From now on, the number of people allowed to dive in Silfra fissure, Þingvellir National Park, will only be a fraction of what it used to be, following a fatal accident there on Friday, last week, RÚV reports. Tourists allowed to dive there could drop in number by 70 percent, according to spokesmen for the two companies selling access to the site. Silfra was closed following Friday’s accident, but reopened today.
An American male in his sixties died after snorkeling in the fissure on Friday. He was brought to shore unconscious and transported by helicopter to hospital, where he was pronounced dead. A month ago, another American male in his sixties lost his life there, snorkeling.
At least ten diving accidents have occurred in Silfra in the past seven years, including five fatalities.

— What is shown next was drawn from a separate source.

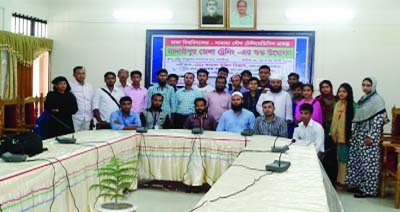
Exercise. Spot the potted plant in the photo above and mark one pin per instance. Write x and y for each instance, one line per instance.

New and stricter rules have been adopted regarding diving at the site. Those planning to dive will have to have a so-called dry suit certification, and the number of people assigned to a guide will be reduced from four to three. Those who do not hold a dry suit certification will be offered to go snorkeling instead of diving.
Wet suits will be forbidden. Each guide for those planning to snorkel will be assigned a group of no more than six, instead of eight, people.
Everyone visiting Silfra will be required to fill out and sign a form, detailing health conditions and swimming ability. Those unable to swim or suffering from health problems, physical or mental, will be barred access. The companies operating in Silfra will be responsible for following the rules. Penalties for violation of the rules and methods of monitoring are still being determined.